In short, darts are abstract simplices, so their vertices (except for the ones marked with 0) don’t have a location in space. Also, darts in an n-dimensional map are n-simplices, whereas in the same map you can have geometric simplices of any dimension up to n.
5.2. (i) For what shapes does the MAT consist only of a single interior part? (ii) Give an example of a solid for which the exterior MAT consist of a single part with a maximum medial radius that is smaller than the maximum medial radius of the solid’s interior MAT.
(i) any convex shape (ie, no exterior parts possible)
(ii) Solid with convex exterior boundary and one small cavity. Eg outer boundary a sphere with a radius of 100m, with in the center a cavity in the the shape of sphere with a radius of 10m.
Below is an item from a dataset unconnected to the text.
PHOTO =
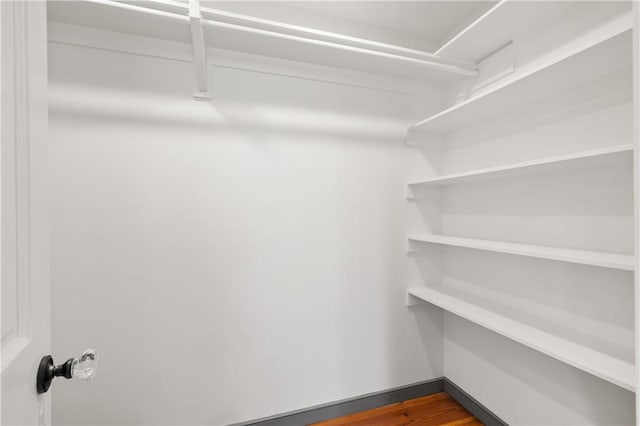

6.1. Say we have a quadratic Bézier curve with point coordinates (0, 0), (0, 1), (2, 0). What coordinates do we obtain when we evaluate it at t = 0.5?
For this, you could use the weights given by the Bernstein polynomials for quadratic curves OR you could directly check the ready-made equation (1.5). Following the first option, the values are in Figure 1.9(c) in the handout, which tells you that at t = 0.5, they are respectively 1/4, 1/2 and 1/4.
The result is thus 1/4 * (0, 0) + 1/2 * (0, 1) + 1/4 * (2, 0), which is (1/2, 1/2).
6.2. It is stated in the lesson 6.2 that “Triangulating a Voronoi cell is easily performed since it is a convex polyhedron”. Explain in details one method.
- It’s easy because it’s convex, and each surface is convex.
- Take the Voronoi vertex, and for each surface triangulate it (easy it’s convex), and then form tetrahedra.
7.1. For a 3D modelling application of your choice, explain: (i) briefly what the application is, (ii) what input it needs (eg particular geometric representations), (iii) what are the steps to carry it out, and (iv) what is the output.
Exactly what is stated in the question :-).
7.2. How are IFC elements grouped in spatial structures within a BIM? (i) Explain what is prescribed by the IFC data model, and (ii) comment on how these are found in practice.
(i) They can be grouped by means of IfcSpatialStructureElements (eg Site, Building, Storey, Space, Zone, etc), as well as IfcSpaces.
(ii) In practice, they are grouped in an irregular way: multiple buildings in one project are grouped as only one building; sometimes the site includes everything and sometimes only the terrain; the storeys can include elements spanning across many storeys or wrong assignments; etc.